Batch jobs in Realtime Compute for Apache Flink have different execution mechanics than streaming jobs—different resource allocation, data transmission, and failure recovery behavior. This guide explains those differences and shows you how to configure resources and parallelism to get the best performance from your batch jobs.
Realtime Compute for Apache Flink supports batch processing in draft development, job O&M, workflows, queue management, and data profiling. For an end-to-end walkthrough, see Quick start with batch processing.
How batch jobs differ from streaming jobs
Understanding these differences helps you configure batch jobs correctly and avoid common pitfalls.
Execution mode
Streaming jobs process continuous, unbounded data streams with low latency. Data flows between operators in pipeline mode, so all subtasks across all operators are deployed and run simultaneously.
Batch jobs process bounded datasets with high throughput. A job runs in multiple phases:
-
Independent phases run in parallel to maximize resource utilization.
-
Dependent phases wait: downstream subtasks start only after upstream subtasks complete.
Data transmission
Streaming jobs keep intermediate data in memory and pass it directly between operators. Because data is not persisted, downstream slowness causes backpressure on upstream operators.
Batch jobs write intermediate results to external storage before downstream operators consume them. By default, results are stored on the local disk of each TaskManager.

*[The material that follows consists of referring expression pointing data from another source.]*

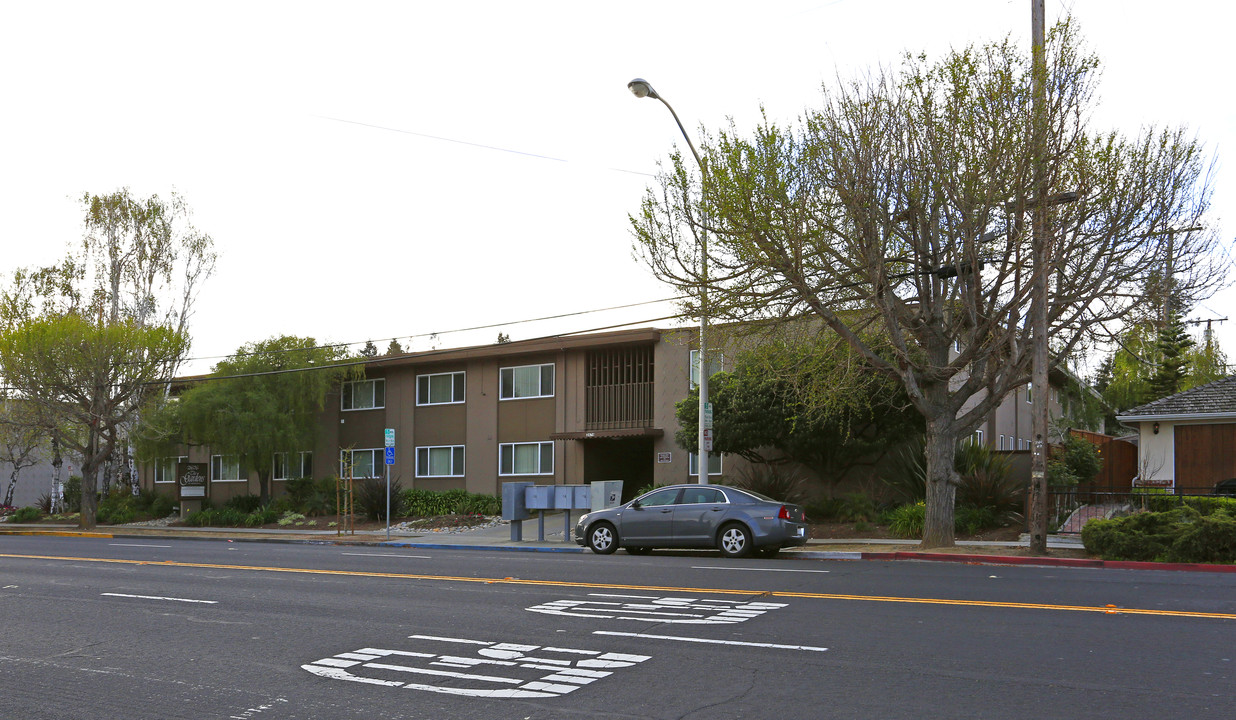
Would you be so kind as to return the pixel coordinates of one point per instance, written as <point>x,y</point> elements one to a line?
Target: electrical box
<point>606,494</point>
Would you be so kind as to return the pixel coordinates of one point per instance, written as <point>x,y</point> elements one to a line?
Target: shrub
<point>1145,536</point>
<point>773,481</point>
<point>970,520</point>
<point>986,481</point>
<point>1074,461</point>
<point>1210,539</point>
<point>27,514</point>
<point>907,520</point>
<point>857,506</point>
<point>371,498</point>
<point>244,503</point>
<point>73,494</point>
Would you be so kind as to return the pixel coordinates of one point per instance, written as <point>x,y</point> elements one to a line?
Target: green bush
<point>1205,505</point>
<point>244,503</point>
<point>773,481</point>
<point>857,506</point>
<point>73,494</point>
<point>907,520</point>
<point>1074,461</point>
<point>371,498</point>
<point>970,520</point>
<point>1179,535</point>
<point>27,514</point>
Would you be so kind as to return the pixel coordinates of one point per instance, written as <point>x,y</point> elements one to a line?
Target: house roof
<point>1213,400</point>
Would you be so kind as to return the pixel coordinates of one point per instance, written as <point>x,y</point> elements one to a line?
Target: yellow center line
<point>1106,610</point>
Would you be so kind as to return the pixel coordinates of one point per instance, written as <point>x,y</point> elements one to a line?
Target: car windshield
<point>748,497</point>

If the remote shuffle service is enabled, results go there instead.
Resource requirements
Streaming jobs must have all resources allocated before startup, because every subtask runs at the same time.
Batch jobs do not pre-allocate resources. Realtime Compute for Apache Flink schedules subtasks in batches as their input data becomes ready, making it possible to run a batch job with as few as one slot.
Failure recovery
Streaming jobs resume from the last checkpoint or savepoint. Because intermediate data is not persisted, all subtasks restart.

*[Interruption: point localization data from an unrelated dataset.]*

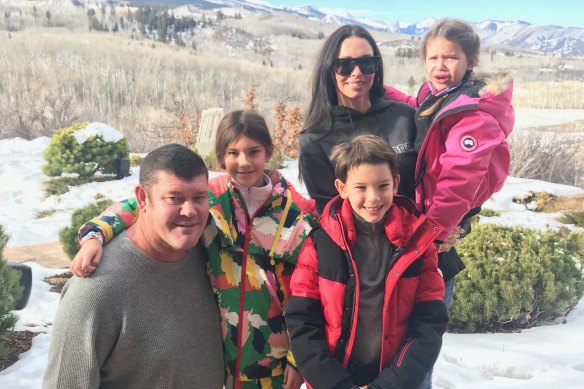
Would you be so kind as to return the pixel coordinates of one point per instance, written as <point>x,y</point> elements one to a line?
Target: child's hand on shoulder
<point>87,258</point>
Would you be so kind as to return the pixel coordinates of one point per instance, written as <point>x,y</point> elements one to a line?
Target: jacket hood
<point>490,93</point>
<point>403,220</point>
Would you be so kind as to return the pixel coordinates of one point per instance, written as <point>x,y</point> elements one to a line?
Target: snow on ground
<point>536,358</point>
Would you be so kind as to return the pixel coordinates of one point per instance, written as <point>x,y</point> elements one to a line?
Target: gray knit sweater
<point>137,323</point>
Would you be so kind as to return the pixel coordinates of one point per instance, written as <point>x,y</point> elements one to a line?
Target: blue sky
<point>565,13</point>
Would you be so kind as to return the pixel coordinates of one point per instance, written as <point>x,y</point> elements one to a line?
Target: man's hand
<point>292,378</point>
<point>87,258</point>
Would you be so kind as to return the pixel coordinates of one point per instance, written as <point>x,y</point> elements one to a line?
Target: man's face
<point>175,212</point>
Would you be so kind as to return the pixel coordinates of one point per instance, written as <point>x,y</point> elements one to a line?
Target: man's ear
<point>140,194</point>
<point>395,184</point>
<point>341,188</point>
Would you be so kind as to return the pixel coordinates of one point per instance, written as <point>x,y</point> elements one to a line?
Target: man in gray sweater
<point>146,318</point>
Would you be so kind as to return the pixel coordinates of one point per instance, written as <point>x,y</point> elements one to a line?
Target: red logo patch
<point>468,143</point>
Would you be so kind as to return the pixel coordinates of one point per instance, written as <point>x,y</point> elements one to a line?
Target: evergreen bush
<point>68,235</point>
<point>516,278</point>
<point>65,155</point>
<point>573,217</point>
<point>10,292</point>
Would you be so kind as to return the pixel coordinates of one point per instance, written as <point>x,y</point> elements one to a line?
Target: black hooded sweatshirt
<point>391,120</point>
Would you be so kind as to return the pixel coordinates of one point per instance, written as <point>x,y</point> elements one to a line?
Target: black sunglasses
<point>345,66</point>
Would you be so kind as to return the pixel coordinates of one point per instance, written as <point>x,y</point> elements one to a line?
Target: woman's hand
<point>87,258</point>
<point>292,378</point>
<point>452,240</point>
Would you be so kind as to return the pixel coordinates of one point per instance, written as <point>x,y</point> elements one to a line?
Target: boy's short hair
<point>172,158</point>
<point>360,150</point>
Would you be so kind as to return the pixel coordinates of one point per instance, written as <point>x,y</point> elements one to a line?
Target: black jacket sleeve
<point>319,368</point>
<point>317,172</point>
<point>418,354</point>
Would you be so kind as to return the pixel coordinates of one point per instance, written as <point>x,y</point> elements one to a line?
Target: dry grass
<point>54,76</point>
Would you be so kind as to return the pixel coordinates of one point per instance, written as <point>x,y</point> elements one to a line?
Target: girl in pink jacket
<point>462,122</point>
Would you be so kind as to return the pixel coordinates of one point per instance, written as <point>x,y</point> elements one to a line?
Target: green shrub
<point>65,155</point>
<point>10,292</point>
<point>573,217</point>
<point>516,278</point>
<point>68,235</point>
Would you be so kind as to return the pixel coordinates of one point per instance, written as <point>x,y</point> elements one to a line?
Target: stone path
<point>49,254</point>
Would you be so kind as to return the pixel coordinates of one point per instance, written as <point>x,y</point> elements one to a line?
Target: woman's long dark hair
<point>324,92</point>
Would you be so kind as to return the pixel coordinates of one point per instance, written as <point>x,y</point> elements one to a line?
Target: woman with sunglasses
<point>347,100</point>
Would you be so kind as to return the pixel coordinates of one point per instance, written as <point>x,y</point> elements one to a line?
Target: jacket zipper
<point>241,305</point>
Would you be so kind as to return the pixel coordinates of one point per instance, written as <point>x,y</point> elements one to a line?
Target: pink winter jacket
<point>465,150</point>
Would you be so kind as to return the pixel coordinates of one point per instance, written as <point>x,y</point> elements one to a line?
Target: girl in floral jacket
<point>257,225</point>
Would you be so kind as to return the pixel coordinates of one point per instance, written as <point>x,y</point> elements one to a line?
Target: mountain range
<point>519,35</point>
<point>568,41</point>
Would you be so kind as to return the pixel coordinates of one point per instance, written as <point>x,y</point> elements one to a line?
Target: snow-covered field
<point>536,358</point>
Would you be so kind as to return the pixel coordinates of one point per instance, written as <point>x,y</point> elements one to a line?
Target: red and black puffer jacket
<point>322,312</point>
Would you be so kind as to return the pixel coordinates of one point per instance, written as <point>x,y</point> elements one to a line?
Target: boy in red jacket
<point>366,308</point>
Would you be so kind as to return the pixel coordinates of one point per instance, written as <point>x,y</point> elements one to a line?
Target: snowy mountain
<point>515,34</point>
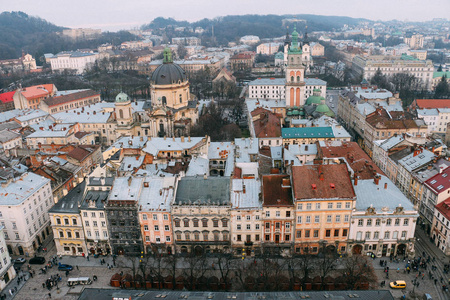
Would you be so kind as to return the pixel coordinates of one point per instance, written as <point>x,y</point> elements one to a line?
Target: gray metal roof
<point>201,191</point>
<point>69,203</point>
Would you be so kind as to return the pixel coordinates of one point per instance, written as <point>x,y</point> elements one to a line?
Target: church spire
<point>167,56</point>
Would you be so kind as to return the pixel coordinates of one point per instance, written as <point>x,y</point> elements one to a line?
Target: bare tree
<point>225,264</point>
<point>357,269</point>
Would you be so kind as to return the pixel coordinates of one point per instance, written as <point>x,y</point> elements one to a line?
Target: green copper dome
<point>324,109</point>
<point>122,97</point>
<point>314,100</point>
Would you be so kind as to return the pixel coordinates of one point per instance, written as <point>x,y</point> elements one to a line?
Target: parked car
<point>37,260</point>
<point>20,260</point>
<point>399,284</point>
<point>64,267</point>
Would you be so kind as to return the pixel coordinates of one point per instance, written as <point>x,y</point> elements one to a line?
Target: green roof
<point>440,74</point>
<point>314,100</point>
<point>324,109</point>
<point>307,132</point>
<point>407,57</point>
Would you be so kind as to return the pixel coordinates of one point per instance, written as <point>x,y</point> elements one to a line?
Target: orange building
<point>154,214</point>
<point>324,198</point>
<point>278,214</point>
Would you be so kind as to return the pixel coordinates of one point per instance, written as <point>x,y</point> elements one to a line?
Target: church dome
<point>314,100</point>
<point>168,73</point>
<point>122,97</point>
<point>324,109</point>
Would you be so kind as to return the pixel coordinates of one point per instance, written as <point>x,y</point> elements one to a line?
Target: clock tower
<point>295,74</point>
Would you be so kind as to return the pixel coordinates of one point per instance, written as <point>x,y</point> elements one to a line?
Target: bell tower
<point>295,74</point>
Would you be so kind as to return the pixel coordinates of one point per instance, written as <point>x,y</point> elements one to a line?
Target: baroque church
<point>170,112</point>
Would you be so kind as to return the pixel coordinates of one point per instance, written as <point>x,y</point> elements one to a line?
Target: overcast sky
<point>126,14</point>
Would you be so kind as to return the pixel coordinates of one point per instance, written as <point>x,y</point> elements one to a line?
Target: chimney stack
<point>376,179</point>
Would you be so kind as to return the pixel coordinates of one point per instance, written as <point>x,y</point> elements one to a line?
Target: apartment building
<point>384,220</point>
<point>201,215</point>
<point>323,201</point>
<point>67,225</point>
<point>246,217</point>
<point>24,205</point>
<point>278,214</point>
<point>155,217</point>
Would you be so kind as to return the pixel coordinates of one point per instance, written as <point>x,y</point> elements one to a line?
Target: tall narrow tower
<point>295,73</point>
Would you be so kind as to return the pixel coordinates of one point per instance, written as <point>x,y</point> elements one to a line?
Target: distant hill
<point>17,30</point>
<point>229,28</point>
<point>21,32</point>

Batch jobs store intermediate results on disk, so only the failed subtask and its downstream subtasks need to restart—no full backtrack is required. Batch jobs have no checkpoint mechanism, so restarted subtasks begin from the start of their phase.
Configure resources
CPU and memory
Set CPU and memory for the JobManager and TaskManagers in Resources on the Configuration tab.

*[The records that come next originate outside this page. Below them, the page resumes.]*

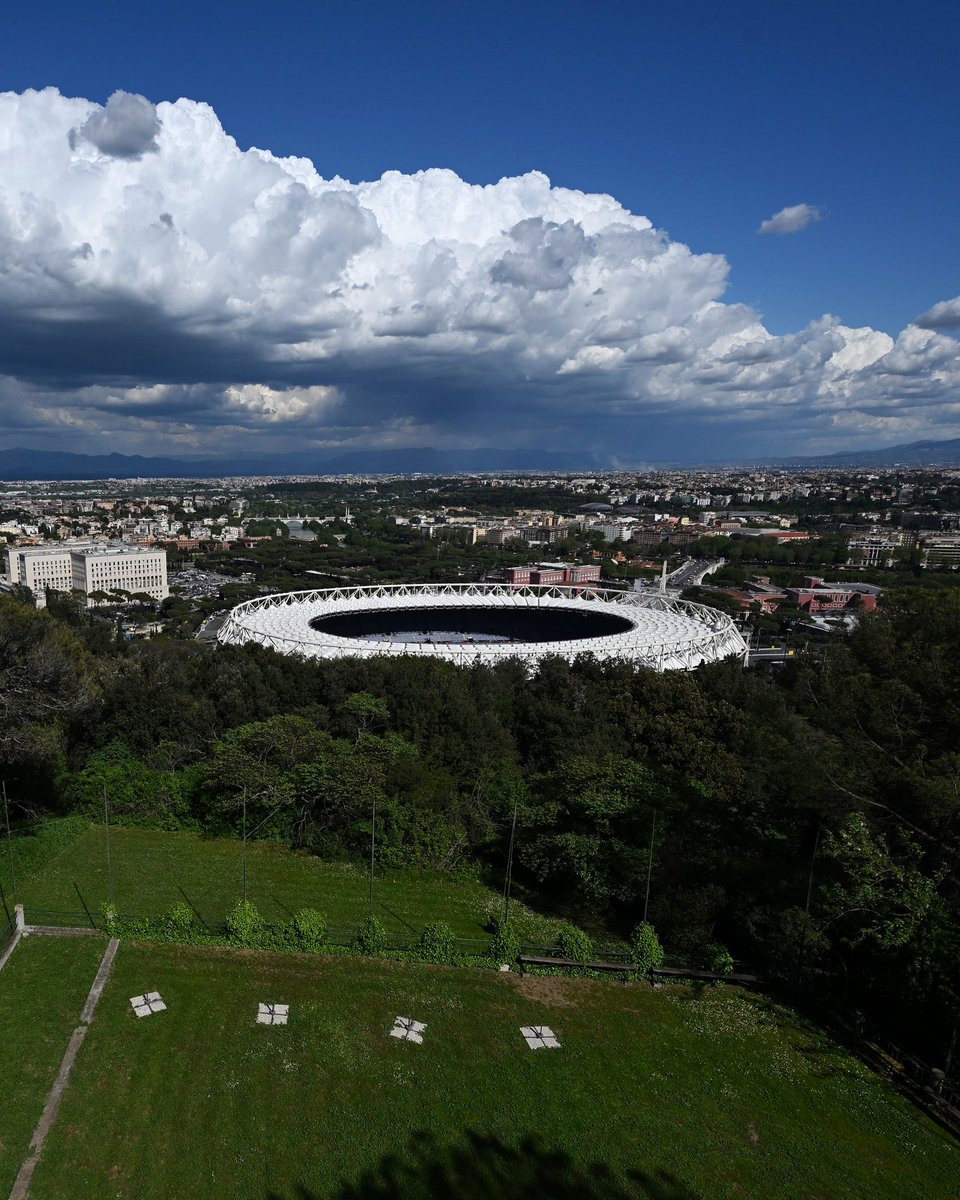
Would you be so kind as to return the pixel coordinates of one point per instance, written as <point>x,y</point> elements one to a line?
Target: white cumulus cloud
<point>791,219</point>
<point>163,288</point>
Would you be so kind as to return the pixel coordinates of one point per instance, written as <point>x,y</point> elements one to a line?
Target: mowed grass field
<point>708,1093</point>
<point>153,870</point>
<point>42,991</point>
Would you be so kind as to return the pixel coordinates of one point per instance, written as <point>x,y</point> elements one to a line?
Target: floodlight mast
<point>10,849</point>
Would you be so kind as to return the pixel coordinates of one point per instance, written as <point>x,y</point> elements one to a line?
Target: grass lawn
<point>42,991</point>
<point>153,870</point>
<point>713,1093</point>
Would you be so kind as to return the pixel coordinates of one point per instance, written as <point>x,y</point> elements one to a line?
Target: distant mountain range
<point>905,454</point>
<point>54,465</point>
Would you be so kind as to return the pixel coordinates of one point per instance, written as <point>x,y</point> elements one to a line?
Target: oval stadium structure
<point>468,623</point>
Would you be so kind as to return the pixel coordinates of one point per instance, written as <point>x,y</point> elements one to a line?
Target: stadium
<point>485,623</point>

| Component | Recommended | Minimum |
|---|---|---|
| JobManager | 1 CPU core, 4 GiB memory | 0.5 CPU core, 2 GiB memory |
| TaskManager (per slot) | 1 CPU core, 4 GiB memory | 0.5 CPU core, 2 GiB memory |
For a TaskManager with *n* slots, allocate *n* CPU cores and 4*n* GiB of memory.
Disk space is proportional to CPU cores: each core provides 20 GiB, with a minimum of 20 GiB and a maximum of 200 GiB per TaskManager.
By default, each TaskManager in a batch job has one slot. To reduce TaskManager scheduling overhead, set slots per TaskManager to 2 or 4. Keep in mind that more slots on a single TaskManager means more subtasks share its local disk—if disk space runs out, the job fails and restarts. See No space left on device for solutions.
For jobs with a large-scale topology or complex network routing, increase resources beyond the defaults based on your workload.
If you run into resource-related issues, see Flink memory troubleshooting.
Maximum number of slots
Configure a maximum slot limit to cap the resources a batch job can consume, preventing it from starving other jobs. For configuration details, see How do I limit the number of TaskManagers?
Configure parallelism
Set parallelism in Resources on the Configuration tab.
Global parallelism
Global parallelism sets the upper limit on how many subtasks an operator can run in parallel. Enter a value in the Parallelism field.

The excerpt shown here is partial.